- Oren Pizmony-Levy, an assistant professor of international and comparative education at Teachers College, Columbia University suggests in the Hechinger Report that the opt-out movement is still fairly strong, but is not as well-known as other movements because it lacks leadership and an advocacy arm that has a specific agenda.
- In 2016, the U.S. Department of Education issued warnings to 11 states that their testing opt-out rates were higher than the 5% maximum and threatened them with cuts to federal funding. However, in 2018, New York state saw a 18% opt-out rate, Colorado's was 11% in 8th grade and, in Alaska, the rate was 8.5%, a factor which distorts the original intent for the standardized tests.
- Most parents opt out of testing because they are dissatisfied with the pressure placed on students and teachers by high-stakes testing and resent in the increased role of “edu businesses" and corporations in schools.

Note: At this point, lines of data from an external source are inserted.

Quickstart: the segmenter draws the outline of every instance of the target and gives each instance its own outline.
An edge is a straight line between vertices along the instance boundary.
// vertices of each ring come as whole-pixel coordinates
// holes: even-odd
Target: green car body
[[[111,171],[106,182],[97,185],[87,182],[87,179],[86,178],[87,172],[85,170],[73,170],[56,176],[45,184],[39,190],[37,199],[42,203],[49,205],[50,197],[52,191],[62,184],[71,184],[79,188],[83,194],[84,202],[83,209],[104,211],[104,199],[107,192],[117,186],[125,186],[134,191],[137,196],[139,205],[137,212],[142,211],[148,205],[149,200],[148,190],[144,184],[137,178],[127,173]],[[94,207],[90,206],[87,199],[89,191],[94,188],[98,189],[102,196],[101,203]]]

Pizmony-Levy says that, if policymakers were more transparent about the creation of education policies and gave parents a greater voice in the process, the opt-out movement would not be necessary.
The opt-out movement grew out of the continuing debate over the value of standardized testing and how the results of those tests should be used. However, from the beginning, the movement has been controversial. In 2013, former education secretary Arne Duncan dismissed it as an attempt by “white suburban moms" to cover for their own childrens' disappointing academic performance.
Since then, the movement has seen some growth but there is still a lack of strong support from Americans at large who don’t clearly understand the motives behind the movement. With the implementation of the Every Student Succeeds Act (ESSA), which allows states to have greater freedom to use measures other than standardized tests in their accountability models, the opt-out movement appears to be declining.
At this point, some people see the movement as ineffective, while other see it as a call to action. The movement seems to primarily represent the frustration of parents who feel they have little control of the education policies that shape their children’s lives. However, while the movement may not have accomplished the abolishment of high-stakes testing, it could be argued that the concerns raised by parents in the opt-out movement may have had an impact on the crafting of greater freedoms under ESSA.
As a result, in some states, the stakes for testing are not as high as they once were, and state lawmakers are paying closer attention to the number of tests students are required to take. In a era of growing educational options, parents are wielding a little more power in educational decisions than they have had in the past and schools and lawmakers are finding it harder to ignore them.